La biographie promo explique que « le héros est conscient de ses erreurs, et veut les réparer pour se racheter et se battre pour ce qui est juste ». La dernière fois, nous avions parlé du fait qu’une part de l’histoire peut se rapporter à ta propre vie et à ton propre parcours. Du coup, quelles ont été tes erreurs que tu aimerais réparer pour te racheter ?
Cette histoire, la saga Nephilim’s Empire, a été conçue par Roby De Micheli qui me l’a proposée. Il avait travaillé dessus pendant quelques années. Après avoir discuté, j’ai décidé de le suivre là-dessus parce que c’était important pour moi d’avoir à nouveau une saga et une histoire qui accompagnent la musique. De façon très modeste, je dois dire que tout ce que j’ai fait dans ma vie, je ne l’ai peut-être pas fait avec l’esprit parfaitement clair, mais au moins j’ai décidé de la direction à prendre, sans trop réfléchir. Et presque tout ce que j’ai fait était ce que je voulais faire. J’ai atteint tous les objectifs que je m’étais fixés. Il y a quelques trucs que j’aurais pu faire mieux, surtout sur le plan personnel avec les anciens membres. J’ai parfois été trop dur et trop direct, car ça fait partie de mon caractère. Certaines personnes sont trop sensibles pour le supporter. Disons que j’aurais parfois pu être plus diplomate. Mais autrement, je voulais vraiment écrire de la musique et être dans un groupe, et j’ai toujours fait ce qui me paraissait le mieux pour moi, pour le groupe et pour la musique. Heureusement, je peux dire que sur le plan musical, il n’y a rien que je qualifierais d’erreur.
Penses-tu que l’on puisse transposer l’histoire du héros et son introspection à l’auditeur ? Penses-tu que le but de ces histoires fantastiques n’est pas simplement d’apporter l’évasion mais de nous faire réfléchir sur nous-mêmes ?
Oui. Ce n’est pas le but premier, mais c’est ce qui en ressort et quand c’est lié à de la musique, l’effet peut être encore plus fort. J’évoquais l’idée d’avoir une seconde chance dans la vie. Si tu en parles, c’est bien, mais si tu reçois ce message au travers d’une musique, avec l’aide de cette dernière, ça peut probablement te toucher plus profondément. C’est très intéressant. Si un message positif en ressort, c’est super.
Le premier single de l’album était la chanson « I’ll Be Your Hero », qui est sorti sous la forme d’un EP en juin. Quelle est ta définition d’un héros ?

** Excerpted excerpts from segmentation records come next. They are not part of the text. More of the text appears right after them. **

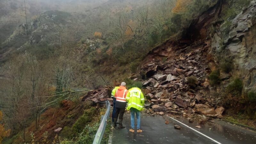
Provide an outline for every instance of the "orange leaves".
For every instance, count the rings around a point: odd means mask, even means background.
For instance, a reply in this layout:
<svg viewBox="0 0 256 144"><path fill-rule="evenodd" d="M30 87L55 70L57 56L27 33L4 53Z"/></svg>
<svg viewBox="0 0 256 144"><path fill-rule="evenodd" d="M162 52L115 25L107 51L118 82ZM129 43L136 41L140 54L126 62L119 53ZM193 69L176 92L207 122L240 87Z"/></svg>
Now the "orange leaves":
<svg viewBox="0 0 256 144"><path fill-rule="evenodd" d="M0 120L3 118L3 113L0 111ZM11 130L6 130L4 128L4 124L0 124L0 143L2 140L5 137L9 136L11 132Z"/></svg>
<svg viewBox="0 0 256 144"><path fill-rule="evenodd" d="M93 35L93 36L97 38L101 38L102 36L102 34L100 32L99 32L98 31L95 31L95 32L94 33L94 35Z"/></svg>
<svg viewBox="0 0 256 144"><path fill-rule="evenodd" d="M172 12L178 13L185 11L187 6L192 1L192 0L178 0L175 7L172 11Z"/></svg>

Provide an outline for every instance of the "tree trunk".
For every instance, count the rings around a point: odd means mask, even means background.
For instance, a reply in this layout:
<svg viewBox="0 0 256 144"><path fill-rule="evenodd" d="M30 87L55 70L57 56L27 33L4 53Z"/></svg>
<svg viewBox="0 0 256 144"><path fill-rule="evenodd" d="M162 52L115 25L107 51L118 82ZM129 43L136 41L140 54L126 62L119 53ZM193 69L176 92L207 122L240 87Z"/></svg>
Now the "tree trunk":
<svg viewBox="0 0 256 144"><path fill-rule="evenodd" d="M36 111L36 129L37 130L38 128L37 126L37 114L38 114L38 111Z"/></svg>
<svg viewBox="0 0 256 144"><path fill-rule="evenodd" d="M38 121L37 122L37 125L39 126L39 121L40 120L40 112L39 113L39 116L38 117Z"/></svg>
<svg viewBox="0 0 256 144"><path fill-rule="evenodd" d="M24 125L23 126L23 140L25 142L26 140L26 139L25 139L25 133L26 132L26 123L24 124Z"/></svg>

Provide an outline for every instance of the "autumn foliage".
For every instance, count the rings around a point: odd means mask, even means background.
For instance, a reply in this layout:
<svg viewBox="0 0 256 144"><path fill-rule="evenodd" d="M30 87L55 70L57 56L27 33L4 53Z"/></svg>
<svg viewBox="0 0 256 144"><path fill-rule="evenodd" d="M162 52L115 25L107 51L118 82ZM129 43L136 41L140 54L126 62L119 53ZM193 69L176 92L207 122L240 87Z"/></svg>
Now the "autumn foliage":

Dans un monde fantastique, on sait tous qu’un héros est quelqu’un qui est toujours prêt à sacrifier sa vie et tout ce qu’il a pour le bien d’autres gens. Dans notre société aujourd’hui, il y a des héros qui font des choses sans chercher la moindre reconnaissance. Ils font ça sans éprouver le besoin de le dire à qui que ce soit. Je pense que ce sont les meilleurs héros qu’on a, c’est-à-dire les gens qui font le bien sans même vouloir qu’on se souvienne d’eux pour ça, car ils estiment avoir fait ce qu’il fallait faire. Je trouve ça poétique et fascinant. Si je fais quelque chose d’héroïque, je ne veux pas de médaille ou quoi, je sais juste que j’ai fait ce que j’avais à faire et je passe à autre chose.
Qui est ton plus grand héros, personnellement, dans la vie ?
Je n’ai pas de héros proprement dit. Christopher Lee était notre héros à l’époque. Le rencontrer a eu un impact très important, pertinent et émotionnel sur nous. Il était notre héros, surtout quand il a fait ces superbes narrations et quelques discours face caméra. Nous lui avons donné des choses à dire, mais il improvisait tout le temps. Au final, on pouvait voir qu’il ne faisait pas que répéter des mots, il y croyait. Quand nous l’avons rencontré et qu’il a écouté la musique que nous faisions, il nous connaissait personnellement, il nous décrivait nous, notre musique et le projet sur lequel nous travaillions ensemble vraiment comme quelque chose dans lequel il était totalement impliqué. On ne peut rêver mieux, voilà pourquoi il était notre héros. On pouvait voir qu’il s’intéressait et s’impliquait sincèrement dans ce que nous faisions. C’est du pur professionnalisme.
« C’est fantastique pour un jeune musicien de croire tellement en soi et en sa musique qu’il est convaincu qu’il fera quelque chose et vendra des exemplaires de sa musique partout dans le monde – et c’est ce que nous avons fait. »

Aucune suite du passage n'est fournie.